RisQFLan is a software tool for the modeling and analysis of threat and risk scenarios. The tool supports a generalization of Attack-Defense Trees enriched with attacker behavior and quantitative constraints. 

  • XACMET: XACML Modeling & Testing
    XACMET is a generator of XACML requests as well as an automated model-based oracle.
    The main features of XACMET are:
    • definition of a typed graph, called the XAC-Graph, that models the XACML policy evaluation;
    • derivation of a set of test requests via full-path coverage of this graph;
    • automatic derivation of the expected verdict of a specific request execution by executing the corresponding path in such graph;
    • measuring coverage assessment of a given test suite.
  • X-CREATE: XaCml REquests derivAtion for TEsting
    X-CREATE (XaCml REquests derivAtion for TEsting) is a tool for the automated derivation of a test suite starting from an XACML policy. X-CREATE implements different strategies for deriving XACML requests. The aim of the derived XACML requests is twofold: testing of policy evaluation engines and testing of access control policies.
  • XACMUT: XACML 2.0 Mutants Generator
    XACMUT (XACml MUTation) is a tool for the generation of XACML 2.0 mutants. It generates the set of mutants, provides facilities to run a given test suite on the mutants set and computes the test suite effectiveness in terms of mutation score. The tool includes and enhances the mutation operators of existing security policy mutation approaches.The framework also provides support to locate the elements involved in the policy under test that are the causes of detected inconsistencies.
  • SIMTAC: SIMilarity Testing for Access-Control
    SIMTAC adapts similarity-based prioritization to order XACML test cases. To do this, we need to capture and specify what is a suitable notion of distance between XACML requests. To the best of our knowledge, the approach implemented in SIMTAC is the first attempt to introduce a prioritization strategy in XACML access control systems
  • TXPAINT: Testing XACML Policy Against INTentions
    TXPAINT is a generic framework for testing the compliance of an XACML policy to intended access rights or discovering possible inconsistencies. It adopts two well-known testing techniques, i.e., combinatorial and mutation testing, and provides support for generating appropriate test inputs (i.e., requests of access) able to test the constraints, permissions and prohibitions defined in the policy
  • GENERAL_D: Gdpr-based ENforcEment of peRsonAL Data
    GENERAL_D provides a systematic process for automatically deriving, testing and enforcing Access Control Policies  and Access Control (AC) systems in line with the GDPR. Its data protection by-design solution promotes the adoption of AC systems ruled by policies systematically designed for expressing GDPR’s provisions. Specifically, the main contributions of GENERAL_D are:  
  1. The definition of an Access Control Development Life Cycle for analysing, designing, testing and implementing AC mechanisms (systems and policies) able to guarantee the compliance with the GDPR. 
  2. The realization of a reference architecture allowing the automatic application of the proposed Life Cycle. 

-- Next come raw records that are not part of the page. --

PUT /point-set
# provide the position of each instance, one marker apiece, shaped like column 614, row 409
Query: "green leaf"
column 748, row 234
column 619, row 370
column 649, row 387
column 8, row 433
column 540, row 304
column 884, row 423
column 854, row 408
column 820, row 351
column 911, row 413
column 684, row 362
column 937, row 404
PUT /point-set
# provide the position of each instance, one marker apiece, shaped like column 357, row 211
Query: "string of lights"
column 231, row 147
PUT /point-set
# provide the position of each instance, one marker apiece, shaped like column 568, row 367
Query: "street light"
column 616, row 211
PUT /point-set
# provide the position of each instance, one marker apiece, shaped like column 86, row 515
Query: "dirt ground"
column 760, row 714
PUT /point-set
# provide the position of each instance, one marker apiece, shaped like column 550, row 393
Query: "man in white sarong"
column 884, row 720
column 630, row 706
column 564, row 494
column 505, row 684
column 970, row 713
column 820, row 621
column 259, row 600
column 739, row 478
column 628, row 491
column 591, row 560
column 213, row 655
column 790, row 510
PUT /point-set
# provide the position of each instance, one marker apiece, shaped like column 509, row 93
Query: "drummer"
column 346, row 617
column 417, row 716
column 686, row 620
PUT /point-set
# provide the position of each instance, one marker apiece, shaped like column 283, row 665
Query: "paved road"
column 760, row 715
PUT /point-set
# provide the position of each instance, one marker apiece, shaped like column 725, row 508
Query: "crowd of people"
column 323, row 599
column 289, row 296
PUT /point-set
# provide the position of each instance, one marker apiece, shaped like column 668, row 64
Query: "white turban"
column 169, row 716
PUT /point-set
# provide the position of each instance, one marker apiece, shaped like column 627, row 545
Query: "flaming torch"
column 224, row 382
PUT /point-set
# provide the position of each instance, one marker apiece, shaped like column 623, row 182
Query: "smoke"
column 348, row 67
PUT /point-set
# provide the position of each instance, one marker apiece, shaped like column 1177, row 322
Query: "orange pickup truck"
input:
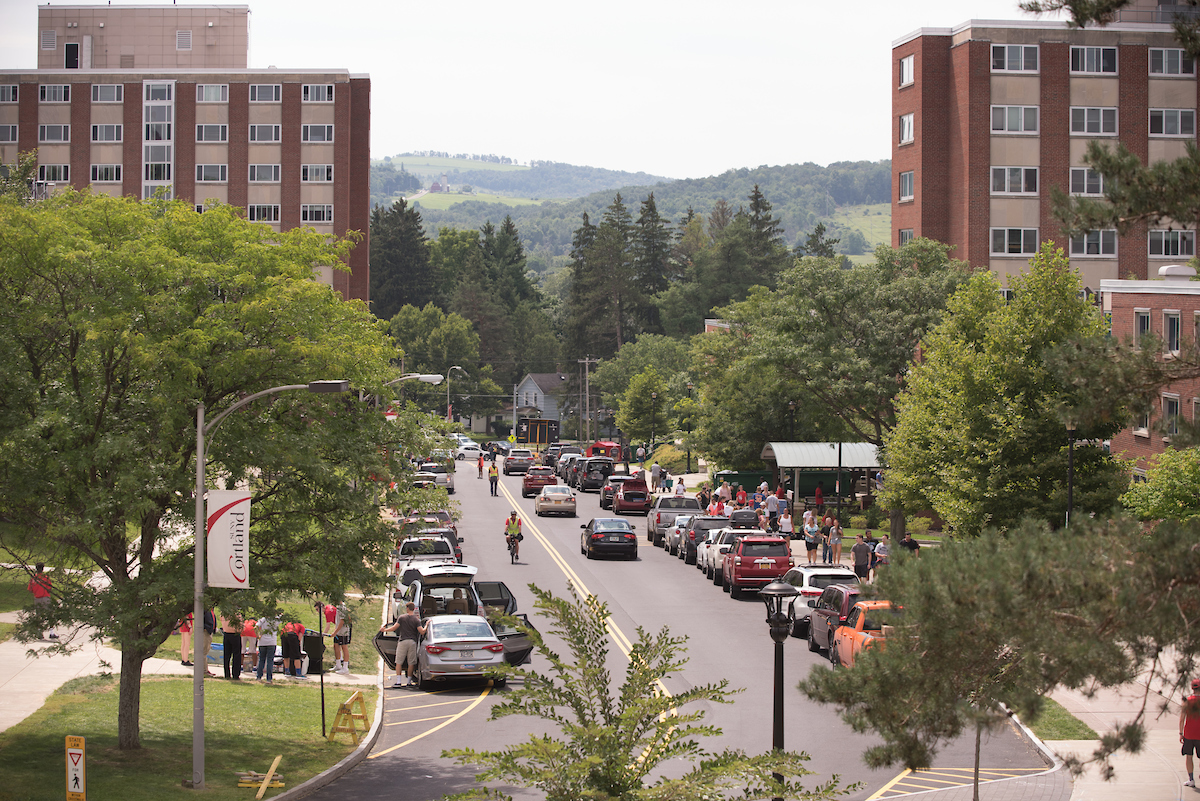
column 867, row 624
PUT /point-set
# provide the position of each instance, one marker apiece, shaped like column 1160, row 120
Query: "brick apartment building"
column 1170, row 309
column 145, row 100
column 989, row 115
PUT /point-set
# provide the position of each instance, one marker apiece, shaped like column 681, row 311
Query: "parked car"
column 811, row 580
column 592, row 473
column 605, row 536
column 517, row 461
column 631, row 495
column 555, row 500
column 663, row 512
column 537, row 477
column 869, row 624
column 697, row 531
column 610, row 488
column 755, row 561
column 829, row 612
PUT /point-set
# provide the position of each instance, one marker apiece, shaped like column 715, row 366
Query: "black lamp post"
column 780, row 620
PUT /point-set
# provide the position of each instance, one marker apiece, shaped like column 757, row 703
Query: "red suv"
column 755, row 561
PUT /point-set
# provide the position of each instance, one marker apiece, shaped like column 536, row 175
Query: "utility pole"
column 587, row 361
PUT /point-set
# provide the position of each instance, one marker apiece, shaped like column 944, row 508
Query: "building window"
column 264, row 133
column 213, row 133
column 106, row 173
column 316, row 133
column 1171, row 242
column 211, row 92
column 54, row 133
column 317, row 173
column 54, row 94
column 1170, row 61
column 317, row 94
column 1102, row 242
column 1014, row 180
column 1171, row 331
column 107, row 94
column 1014, row 119
column 263, row 214
column 211, row 173
column 1086, row 181
column 1014, row 241
column 160, row 91
column 1173, row 122
column 264, row 92
column 316, row 212
column 107, row 133
column 1093, row 121
column 53, row 172
column 1014, row 58
column 264, row 173
column 1093, row 60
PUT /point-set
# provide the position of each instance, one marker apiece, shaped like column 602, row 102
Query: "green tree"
column 119, row 319
column 979, row 434
column 1171, row 491
column 400, row 260
column 607, row 745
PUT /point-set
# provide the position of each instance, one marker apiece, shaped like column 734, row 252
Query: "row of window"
column 204, row 92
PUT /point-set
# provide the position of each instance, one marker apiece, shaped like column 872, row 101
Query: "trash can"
column 315, row 646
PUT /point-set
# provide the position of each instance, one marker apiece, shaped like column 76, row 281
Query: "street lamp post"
column 775, row 595
column 198, row 660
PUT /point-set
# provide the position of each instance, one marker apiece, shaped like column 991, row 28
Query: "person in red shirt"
column 40, row 585
column 1189, row 729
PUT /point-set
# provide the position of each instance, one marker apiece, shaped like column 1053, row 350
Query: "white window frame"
column 1029, row 245
column 306, row 132
column 1090, row 60
column 1170, row 244
column 204, row 90
column 115, row 173
column 1083, row 118
column 256, row 172
column 54, row 94
column 273, row 133
column 309, row 92
column 1006, row 175
column 222, row 173
column 1021, row 112
column 1003, row 55
column 1095, row 245
column 1183, row 67
column 265, row 92
column 1084, row 174
column 115, row 92
column 1182, row 116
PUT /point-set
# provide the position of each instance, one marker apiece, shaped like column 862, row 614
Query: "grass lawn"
column 247, row 726
column 1056, row 723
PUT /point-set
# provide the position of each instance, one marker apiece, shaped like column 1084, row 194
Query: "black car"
column 605, row 536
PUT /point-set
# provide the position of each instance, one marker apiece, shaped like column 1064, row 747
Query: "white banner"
column 228, row 541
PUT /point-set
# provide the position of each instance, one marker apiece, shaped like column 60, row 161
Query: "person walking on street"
column 408, row 627
column 1189, row 730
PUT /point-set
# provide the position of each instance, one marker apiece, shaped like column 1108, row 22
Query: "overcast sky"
column 676, row 89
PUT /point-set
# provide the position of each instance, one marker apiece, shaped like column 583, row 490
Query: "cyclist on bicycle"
column 513, row 535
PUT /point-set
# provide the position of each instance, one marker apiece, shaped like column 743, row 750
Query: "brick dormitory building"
column 147, row 100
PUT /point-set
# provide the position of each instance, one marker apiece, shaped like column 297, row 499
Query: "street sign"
column 77, row 776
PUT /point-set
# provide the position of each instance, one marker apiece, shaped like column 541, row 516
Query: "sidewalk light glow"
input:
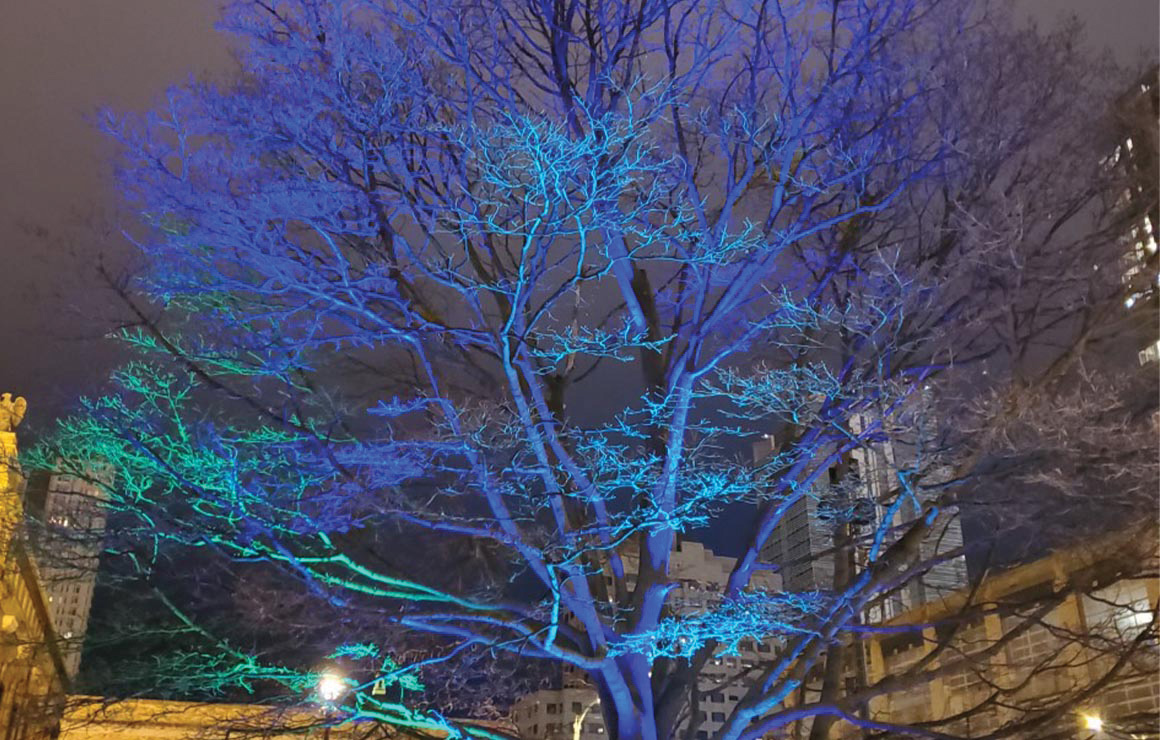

GROOT is a general combinatorial strategy for testing systems managing GDPR’s concepts (e.g., Data Subject, Personal Data or Controller). 

GRADUATION is a tool based on a generic methodology for assessing the fault detection effectiveness of GDPR-based testing strategies by means of mutation testing. In particular, GRADUATION provides a set of mutation operators specifically based on a GDPR-based fault model. 

XMF is a comprehensive framework allowing test case generation, execution and assessment, and mutants generation in the context of XACML-based access control systems. 

DOXAT is a framework useful both for continuous planning and testing of the PDP inside the DevOps process.